Any system can fail, and usually in unexpected ways. The Great Blackout of 1965, another contender for the greatest technology stumble of all time, shut off the electrical grid for 30 million people on the US east coast. Silicon Valley couldn’t be blamed because Silicon Valley barely existed, but the culprit – a bad relay at a Canadian power station that caused a cascade of issues that broke the system – was equally mundane.

Living in the modern world is an act of faith. Most of the time, we don’t think about it. Then the airplane we’re on shakes with turbulence. Or we read about how a door blew off. Or how planes crashed. Or – and this happened to people on thousands of flights last Friday – we can’t even get on the plane. Delta grounded flights for hours. Ryanair’s online check-in was unavailable, leading to large queues building at Irish airports. NCT centres were turning people away, unable to fill appointments due to the glitch. It was worldwide pandemonium.
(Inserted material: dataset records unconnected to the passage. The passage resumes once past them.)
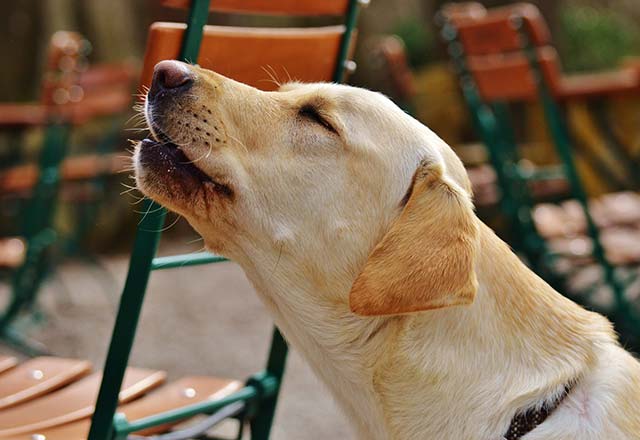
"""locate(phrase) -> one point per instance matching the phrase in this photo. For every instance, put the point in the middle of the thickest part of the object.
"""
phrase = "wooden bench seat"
(186, 391)
(53, 398)
(7, 363)
(12, 252)
(39, 376)
(73, 402)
Planes are, for obvious reasons, a central theatre of anxiety when technology is having a breakdown. But even those who weren’t trying to travel were upset last Friday. The computers couldn’t manage to get out of the passive voice to assign responsibility for their collapse, much less fix themselves, and the humans, at least initially, were not much better.
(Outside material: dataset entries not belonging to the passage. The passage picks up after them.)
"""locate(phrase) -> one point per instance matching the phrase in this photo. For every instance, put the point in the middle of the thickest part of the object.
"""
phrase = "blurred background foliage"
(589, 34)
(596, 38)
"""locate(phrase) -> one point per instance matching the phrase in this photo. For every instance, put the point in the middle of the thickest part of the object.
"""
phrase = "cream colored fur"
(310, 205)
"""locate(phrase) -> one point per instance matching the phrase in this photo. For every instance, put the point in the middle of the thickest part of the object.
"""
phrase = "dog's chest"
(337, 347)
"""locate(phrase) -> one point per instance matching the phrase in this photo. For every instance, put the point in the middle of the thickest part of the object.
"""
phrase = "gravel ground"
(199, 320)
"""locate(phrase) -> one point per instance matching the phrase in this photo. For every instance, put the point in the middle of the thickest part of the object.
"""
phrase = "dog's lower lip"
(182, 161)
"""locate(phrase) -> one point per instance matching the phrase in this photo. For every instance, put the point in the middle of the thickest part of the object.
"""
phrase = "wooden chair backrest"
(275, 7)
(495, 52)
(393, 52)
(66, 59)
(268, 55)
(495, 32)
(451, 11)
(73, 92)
“It’s a mess,” Brody Nisbet, an executive at CrowdStrike, wrote on social platform X as he suggested a possible workaround. “I’ve no further actionable help to provide at the minute.” He added a disappointed-face emoji.

The message was later deleted.

CrowdStrike probably failed to do its due diligence, programmers said. Trying the patch out on a variety of Windows machines before sending it out to customers could have helped detect the issue.

“They should have had a test machine to emulate some of their clients’ old boxes and they would have seen the blue screen of death,” said Matt Mitchell, a hacker and founder of CryptoHarlem, a cybersecurity education and advocacy organisation.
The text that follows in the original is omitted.